Posts Tagged ‘speech recognition’

“I Wanna Go Tuh Cleveland…”

An interesting trend developed in telephony a few years back.

There was an active and vehement move away from the robotic, automaton sound of early voice recordings on telephones — recordings which seem to have been deliberately done that way, in order to eliminate any confusion as to whether or not the caller had reached an actual, live human being or a “machine” — and a move more towards a relaxed, natural, conversational cadence. A tone which says: “Yes, you’ve definitely reached a self-serve system — but think of me as just another fellow human being. I hate these things, too!” The thinking behind it is: if the caller feels the voice behind the system is welcoming without using up too much of their time; reassuring without being obsequious; and — all the better — if the voice can sound like the caller’s best friend or neighbor, the caller will “engage” the system, follow the instructions accurately, not hang up in frustration, and not have a whole new veneer of annoyance on top of the issue they’re calling in about, by the time they *do* make it to an actual rep. And even if they have managed to turnkey themselves into a solution (made a reservation, checked their Visa balance) and never had to actually speak to a live operator, their opinion of that company or the transaction can still be made or broken by that automated voice alone.

Solid thinking. And personally — having voiced telephone prompts for companies internationally, and for a wide variety of industries — I applauded, and still continue to applaud that trend. Rather than having to “put on” a voice which isn’t actually natural for me to speak in, I’m allowed — nay — encouraged to sound like an actual, real person (what luck! I happen to *be* one…) Real people hesitate slightly when they’re trying to think of just the right word; there’s a certain…pause…which seems normal in everyday conversational rhythms; and there’s almost a  “stumbling” effect which many clients want me to do when I’m voicing — so that I’ll sound like a real person. Actual speech is full of slurs, imperfections, and natural flaws which we all try to avoid in everyday conversation — it’s those natural “artifacts” which are big in IVR right now. (On the extreme end of that scale was a company who produced on-hold messages, who encouraged me — if at all possible — to come up with a yawn or sneeze in the middle of script, just to reinforce that a “real” person took the time to voice it — I talked them out of that. That’s just a little too “real”.)

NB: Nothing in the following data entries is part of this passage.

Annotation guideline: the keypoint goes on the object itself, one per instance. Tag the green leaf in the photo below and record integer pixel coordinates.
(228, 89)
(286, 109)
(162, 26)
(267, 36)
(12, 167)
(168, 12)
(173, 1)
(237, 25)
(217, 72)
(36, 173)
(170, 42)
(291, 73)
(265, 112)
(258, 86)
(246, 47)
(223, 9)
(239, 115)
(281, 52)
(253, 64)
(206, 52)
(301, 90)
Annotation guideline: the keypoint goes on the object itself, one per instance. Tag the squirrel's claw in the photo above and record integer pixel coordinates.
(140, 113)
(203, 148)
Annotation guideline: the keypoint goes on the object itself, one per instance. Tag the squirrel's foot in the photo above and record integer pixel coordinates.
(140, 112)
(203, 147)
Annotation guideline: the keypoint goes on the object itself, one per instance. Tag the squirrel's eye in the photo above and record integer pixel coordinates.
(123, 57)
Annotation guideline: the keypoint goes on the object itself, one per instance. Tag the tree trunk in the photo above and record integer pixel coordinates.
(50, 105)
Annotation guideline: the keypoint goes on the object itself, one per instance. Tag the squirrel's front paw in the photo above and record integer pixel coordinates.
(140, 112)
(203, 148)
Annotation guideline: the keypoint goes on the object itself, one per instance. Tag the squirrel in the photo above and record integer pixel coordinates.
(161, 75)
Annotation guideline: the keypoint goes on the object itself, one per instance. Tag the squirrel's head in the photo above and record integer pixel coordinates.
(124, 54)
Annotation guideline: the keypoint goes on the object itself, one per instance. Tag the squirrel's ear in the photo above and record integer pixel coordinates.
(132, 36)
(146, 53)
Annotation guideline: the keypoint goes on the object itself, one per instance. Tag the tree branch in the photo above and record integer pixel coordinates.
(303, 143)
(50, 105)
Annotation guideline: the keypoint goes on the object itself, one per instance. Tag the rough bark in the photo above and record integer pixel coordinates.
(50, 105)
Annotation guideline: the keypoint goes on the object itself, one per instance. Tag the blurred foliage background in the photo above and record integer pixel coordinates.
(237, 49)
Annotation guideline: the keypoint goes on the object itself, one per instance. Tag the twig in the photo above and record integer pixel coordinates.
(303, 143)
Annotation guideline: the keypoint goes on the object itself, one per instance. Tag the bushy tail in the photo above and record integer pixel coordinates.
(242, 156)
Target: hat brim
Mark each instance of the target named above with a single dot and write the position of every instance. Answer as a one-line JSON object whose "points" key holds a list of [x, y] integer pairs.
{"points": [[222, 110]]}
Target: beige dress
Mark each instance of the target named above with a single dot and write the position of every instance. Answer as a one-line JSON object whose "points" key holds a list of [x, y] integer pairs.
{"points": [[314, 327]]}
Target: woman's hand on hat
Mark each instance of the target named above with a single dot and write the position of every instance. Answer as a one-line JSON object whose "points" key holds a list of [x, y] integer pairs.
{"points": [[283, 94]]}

However, consider this: humans — being quintessentially social — are infinitely comfortable in taking on the mannerisms, rhythms, and traits of those other human with which they’re interacting. Watch a pair of humans introducing themselves to one another, and the intricate ballet which ensues. They will — without even thinking about it — mirror the other’s mannerisms, the “rate” or speed at which they converse, and the innate need to “match” their conversational partner. It’s the reason why accents are irresistible to *not* absorb as you speak with a native of Scotland, for example. It’s why dating coaches actively encourage their clients to make a point of deliberately matching their prospective mate’s every mannerism move for move — that sympatico that mirroring creates is not only beneficial to our harmony with others — it’s automatic and almost impossible *not* to engage in.

How that relates to IVR is simple: whether or not you’re aware of it, you mirror the “tone” set by an IVR you call into. In many ways, that voice dictates the formality or informality of  the transaction. It tells you everything you need to know about the company and even gives you an idea of the level of service and attentiveness you can expect when your issue or problem is eventually dealt with. And the degree of “precision” apparent in the voice is likely how *you* will respond.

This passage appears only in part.